「わいせつ教員対策新法」をジャニーズ事務所も見習うべき

 さて、「わいせつ教師」とジャニー喜多川氏の手口が恐ろしいほど瓜二つだということに納得していただけたのではないか。

 ただ、実は両者の最大の共通点は、日本社会に長く続いていた「子どもへのわいせつ行為はやったもん勝ち」という悪習を巧みに利用してきたということに尽きる。

 令和の現在、「こども家庭庁」ができて「子どもの人権」と言い出したことからもわかるように、日本はこの分野は諸外国に比べ50年くらい遅れている。明治時代にできた封建的な家父長制を「日本の伝統的家族観」だと勘違いしてしまったことで、日本では子どもは「親の付属物」という位置付けが定着してしまった。

 だから、児童虐待も、児童へのわいせつも長く野放しだった。問題を起こした親や教師が「いやだなあ、しつけや指導の一環ですよ」とすっとぼけると無罪放免となった。ジャニー氏も常習的わいせつ教師も、この日本の悪習の恩恵を受けてきたと言える。

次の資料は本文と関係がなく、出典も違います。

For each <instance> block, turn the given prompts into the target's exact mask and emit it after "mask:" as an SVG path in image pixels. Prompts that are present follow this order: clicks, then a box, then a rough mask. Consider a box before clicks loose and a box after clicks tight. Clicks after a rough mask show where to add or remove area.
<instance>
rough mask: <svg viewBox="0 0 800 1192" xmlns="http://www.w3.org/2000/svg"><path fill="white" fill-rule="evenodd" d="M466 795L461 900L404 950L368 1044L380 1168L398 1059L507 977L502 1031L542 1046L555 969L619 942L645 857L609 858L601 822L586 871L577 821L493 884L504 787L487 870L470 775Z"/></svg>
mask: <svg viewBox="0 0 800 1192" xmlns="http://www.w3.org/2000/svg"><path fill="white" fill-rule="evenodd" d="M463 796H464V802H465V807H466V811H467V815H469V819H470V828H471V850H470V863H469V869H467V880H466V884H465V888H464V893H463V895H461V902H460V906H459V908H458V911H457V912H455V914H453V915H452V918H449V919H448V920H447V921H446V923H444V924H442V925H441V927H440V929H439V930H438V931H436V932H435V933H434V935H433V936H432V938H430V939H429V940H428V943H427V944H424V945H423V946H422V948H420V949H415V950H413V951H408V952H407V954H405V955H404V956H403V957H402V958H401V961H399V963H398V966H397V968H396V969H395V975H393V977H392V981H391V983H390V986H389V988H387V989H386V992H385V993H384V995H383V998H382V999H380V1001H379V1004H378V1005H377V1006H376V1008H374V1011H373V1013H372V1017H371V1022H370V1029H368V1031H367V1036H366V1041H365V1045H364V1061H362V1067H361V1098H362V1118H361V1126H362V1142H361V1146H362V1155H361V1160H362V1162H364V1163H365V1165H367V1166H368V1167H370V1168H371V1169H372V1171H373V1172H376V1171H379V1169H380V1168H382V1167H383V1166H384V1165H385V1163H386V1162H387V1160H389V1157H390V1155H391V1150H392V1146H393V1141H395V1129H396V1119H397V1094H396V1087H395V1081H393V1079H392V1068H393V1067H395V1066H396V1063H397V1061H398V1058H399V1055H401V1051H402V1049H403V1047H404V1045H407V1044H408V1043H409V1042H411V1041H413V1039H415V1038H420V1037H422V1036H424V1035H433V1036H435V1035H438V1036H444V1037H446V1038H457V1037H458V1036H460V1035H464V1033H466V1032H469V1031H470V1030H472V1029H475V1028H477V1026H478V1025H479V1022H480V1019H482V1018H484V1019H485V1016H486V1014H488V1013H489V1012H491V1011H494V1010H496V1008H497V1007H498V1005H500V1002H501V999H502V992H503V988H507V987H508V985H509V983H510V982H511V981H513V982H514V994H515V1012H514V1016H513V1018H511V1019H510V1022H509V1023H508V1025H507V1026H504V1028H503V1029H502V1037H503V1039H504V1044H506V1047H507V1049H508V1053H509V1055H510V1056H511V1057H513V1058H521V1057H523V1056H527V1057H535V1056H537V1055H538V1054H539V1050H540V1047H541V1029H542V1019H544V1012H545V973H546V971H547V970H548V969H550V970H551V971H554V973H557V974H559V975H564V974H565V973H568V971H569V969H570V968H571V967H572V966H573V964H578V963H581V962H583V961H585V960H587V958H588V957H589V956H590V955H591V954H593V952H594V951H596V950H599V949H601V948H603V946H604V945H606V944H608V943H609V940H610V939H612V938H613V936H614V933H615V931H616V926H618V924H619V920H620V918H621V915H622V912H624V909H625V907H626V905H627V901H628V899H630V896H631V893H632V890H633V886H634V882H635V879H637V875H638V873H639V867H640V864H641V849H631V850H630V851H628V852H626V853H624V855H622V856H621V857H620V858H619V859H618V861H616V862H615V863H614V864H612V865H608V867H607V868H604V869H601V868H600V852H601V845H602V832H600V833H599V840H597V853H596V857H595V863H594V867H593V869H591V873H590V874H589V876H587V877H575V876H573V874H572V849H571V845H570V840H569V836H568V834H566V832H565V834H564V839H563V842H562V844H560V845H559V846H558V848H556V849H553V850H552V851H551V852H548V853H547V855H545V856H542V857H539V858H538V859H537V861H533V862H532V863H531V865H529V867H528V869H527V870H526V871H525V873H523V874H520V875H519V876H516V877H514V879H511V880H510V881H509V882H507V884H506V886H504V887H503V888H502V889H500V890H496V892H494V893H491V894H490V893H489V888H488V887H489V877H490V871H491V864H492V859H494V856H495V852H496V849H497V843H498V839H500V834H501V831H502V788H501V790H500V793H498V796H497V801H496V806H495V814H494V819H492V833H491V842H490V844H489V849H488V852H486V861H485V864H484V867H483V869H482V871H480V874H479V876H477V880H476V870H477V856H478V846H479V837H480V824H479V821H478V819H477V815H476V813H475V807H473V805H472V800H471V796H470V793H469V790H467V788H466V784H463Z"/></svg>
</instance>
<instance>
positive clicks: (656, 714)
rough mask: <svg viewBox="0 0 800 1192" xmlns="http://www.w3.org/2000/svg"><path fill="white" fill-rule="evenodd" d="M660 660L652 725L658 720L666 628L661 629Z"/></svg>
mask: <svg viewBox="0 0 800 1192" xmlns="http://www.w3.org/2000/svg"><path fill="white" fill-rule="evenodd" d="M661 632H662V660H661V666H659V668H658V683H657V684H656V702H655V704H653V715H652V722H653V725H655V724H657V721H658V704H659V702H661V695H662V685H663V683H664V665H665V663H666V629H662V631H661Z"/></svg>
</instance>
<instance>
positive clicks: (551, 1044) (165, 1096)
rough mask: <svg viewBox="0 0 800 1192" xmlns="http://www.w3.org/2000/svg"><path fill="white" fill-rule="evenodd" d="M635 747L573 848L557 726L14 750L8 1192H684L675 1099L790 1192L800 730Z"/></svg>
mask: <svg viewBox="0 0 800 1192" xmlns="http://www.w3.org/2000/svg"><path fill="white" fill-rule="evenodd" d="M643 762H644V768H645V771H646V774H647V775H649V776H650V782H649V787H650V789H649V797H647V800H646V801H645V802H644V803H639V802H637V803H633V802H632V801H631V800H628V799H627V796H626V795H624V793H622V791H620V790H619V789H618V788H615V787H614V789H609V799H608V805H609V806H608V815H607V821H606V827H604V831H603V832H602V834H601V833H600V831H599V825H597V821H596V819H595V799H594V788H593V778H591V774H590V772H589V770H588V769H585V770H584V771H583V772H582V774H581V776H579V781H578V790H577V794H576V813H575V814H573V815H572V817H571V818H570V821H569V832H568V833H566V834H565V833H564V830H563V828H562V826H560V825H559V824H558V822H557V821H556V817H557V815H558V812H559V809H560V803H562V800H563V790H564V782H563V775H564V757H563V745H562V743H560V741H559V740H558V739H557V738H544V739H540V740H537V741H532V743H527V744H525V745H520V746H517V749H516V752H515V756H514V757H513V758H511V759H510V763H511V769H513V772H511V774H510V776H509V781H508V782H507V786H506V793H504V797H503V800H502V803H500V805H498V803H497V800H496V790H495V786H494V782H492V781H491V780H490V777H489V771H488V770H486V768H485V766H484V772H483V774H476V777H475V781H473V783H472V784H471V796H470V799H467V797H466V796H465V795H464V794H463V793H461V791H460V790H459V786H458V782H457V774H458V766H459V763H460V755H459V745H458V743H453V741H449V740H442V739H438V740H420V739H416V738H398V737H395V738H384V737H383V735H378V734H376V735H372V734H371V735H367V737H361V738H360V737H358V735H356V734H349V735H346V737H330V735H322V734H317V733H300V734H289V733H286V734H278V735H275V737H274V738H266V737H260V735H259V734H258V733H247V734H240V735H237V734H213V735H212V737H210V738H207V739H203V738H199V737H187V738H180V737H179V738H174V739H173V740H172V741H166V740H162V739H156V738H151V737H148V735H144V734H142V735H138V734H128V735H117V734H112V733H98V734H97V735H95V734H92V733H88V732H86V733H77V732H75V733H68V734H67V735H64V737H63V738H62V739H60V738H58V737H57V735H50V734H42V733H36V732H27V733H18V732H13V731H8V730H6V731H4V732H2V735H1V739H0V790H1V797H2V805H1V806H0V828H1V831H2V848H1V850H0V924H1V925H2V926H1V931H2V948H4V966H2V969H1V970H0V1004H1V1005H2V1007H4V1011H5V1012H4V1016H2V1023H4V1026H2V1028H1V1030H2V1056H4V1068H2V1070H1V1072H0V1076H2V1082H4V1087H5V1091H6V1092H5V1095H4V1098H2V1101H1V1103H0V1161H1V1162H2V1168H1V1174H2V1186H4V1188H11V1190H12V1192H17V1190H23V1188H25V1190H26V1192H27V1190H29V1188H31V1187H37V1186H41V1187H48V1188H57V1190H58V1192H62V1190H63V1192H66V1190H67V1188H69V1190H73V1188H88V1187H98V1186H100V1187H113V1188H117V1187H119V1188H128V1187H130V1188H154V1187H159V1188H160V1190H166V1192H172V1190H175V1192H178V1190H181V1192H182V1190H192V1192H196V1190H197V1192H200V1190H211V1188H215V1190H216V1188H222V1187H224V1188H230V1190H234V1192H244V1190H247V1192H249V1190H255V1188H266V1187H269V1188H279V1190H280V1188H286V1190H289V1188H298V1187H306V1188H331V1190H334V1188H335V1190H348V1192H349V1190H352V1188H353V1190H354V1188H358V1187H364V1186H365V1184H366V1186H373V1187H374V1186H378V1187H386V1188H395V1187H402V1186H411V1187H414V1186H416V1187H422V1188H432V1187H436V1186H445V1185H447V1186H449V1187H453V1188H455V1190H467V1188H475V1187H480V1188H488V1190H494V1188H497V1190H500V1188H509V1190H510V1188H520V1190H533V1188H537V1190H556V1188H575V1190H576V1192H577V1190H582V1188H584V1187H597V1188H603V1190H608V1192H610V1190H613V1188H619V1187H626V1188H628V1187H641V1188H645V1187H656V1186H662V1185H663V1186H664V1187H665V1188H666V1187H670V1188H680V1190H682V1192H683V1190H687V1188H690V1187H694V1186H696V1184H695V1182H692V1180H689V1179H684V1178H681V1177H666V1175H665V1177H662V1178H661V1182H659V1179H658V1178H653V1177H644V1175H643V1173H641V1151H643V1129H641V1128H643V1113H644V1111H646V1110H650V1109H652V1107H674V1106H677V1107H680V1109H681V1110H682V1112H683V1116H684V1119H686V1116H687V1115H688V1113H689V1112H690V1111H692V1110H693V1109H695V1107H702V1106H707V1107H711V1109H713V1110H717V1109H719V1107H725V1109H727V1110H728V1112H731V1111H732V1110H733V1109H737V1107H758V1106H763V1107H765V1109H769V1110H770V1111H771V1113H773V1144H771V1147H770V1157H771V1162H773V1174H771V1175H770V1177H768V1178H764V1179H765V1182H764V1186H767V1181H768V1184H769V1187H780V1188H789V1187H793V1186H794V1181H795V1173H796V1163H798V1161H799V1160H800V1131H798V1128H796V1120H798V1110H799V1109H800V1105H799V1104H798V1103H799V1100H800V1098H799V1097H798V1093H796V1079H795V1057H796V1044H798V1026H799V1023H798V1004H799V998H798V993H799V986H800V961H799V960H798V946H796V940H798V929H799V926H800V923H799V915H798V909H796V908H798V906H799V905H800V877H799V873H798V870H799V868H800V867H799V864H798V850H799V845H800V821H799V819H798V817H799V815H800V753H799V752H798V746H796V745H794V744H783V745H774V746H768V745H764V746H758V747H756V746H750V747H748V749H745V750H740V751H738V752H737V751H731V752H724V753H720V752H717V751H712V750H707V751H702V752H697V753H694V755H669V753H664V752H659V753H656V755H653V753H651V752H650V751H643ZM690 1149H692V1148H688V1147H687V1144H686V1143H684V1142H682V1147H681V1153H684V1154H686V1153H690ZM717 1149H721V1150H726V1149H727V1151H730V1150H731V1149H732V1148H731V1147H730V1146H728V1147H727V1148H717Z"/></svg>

 しかし、それもここにきてようやく変わってきている。

 今年4月、「わいせつ教員対策新法」が施行された。これは、児童生徒へのわいせつ行為で懲戒免職となった教員が再び教壇に立つのを防ぐのが狙いで、教員免許を授与する都道府県教育委員会(教委)への「裁量的拒絶権」の付与や、わいせつ教員に関する「データベース」(DB)の新たな整備等が柱となっている。

 そこで提案だが、ジャニーズ事務所もこの方向に「活路」を見出したらどうか。

 芸能界では、「枕営業」ではないが、優位的な立場の人が、デビューを目指す若者の「性」を搾取するというケースがたびたび報告されている。中には、アイドルを目指すような未成年者もいる。ジャニー氏の性加害は未成年の少年たちをターゲットにしたという特殊性はあるものの、実は日本の芸能界では昭和から延々と続いている、極めてトラディショナルな「性犯罪」なのだ。

 そこでジャニーズ事務所が音頭をとって、芸能界全体の「性被害」をなくしていくような公的機関の設置を目指すのだ。

 BPO(放送倫理・番組向上機構)のような感じで、芸能事務所やテレビ局などから独立した立場で、芸能ビジネスのセクハラやわいせつの情報を集めて、警察や関連する組織と連携しながら問題解決に向けて動く。いずれは、ジャニー氏のような問題のある行為をしたマネージャーや業界関係者のデータベースも整備したらいい。

「そんなことできないだろ」と思うかもしれないが、これくらいのことをやらないと、失墜した信用は回復しないのではないか。ジャニーズ事務所の「本気」に期待したい。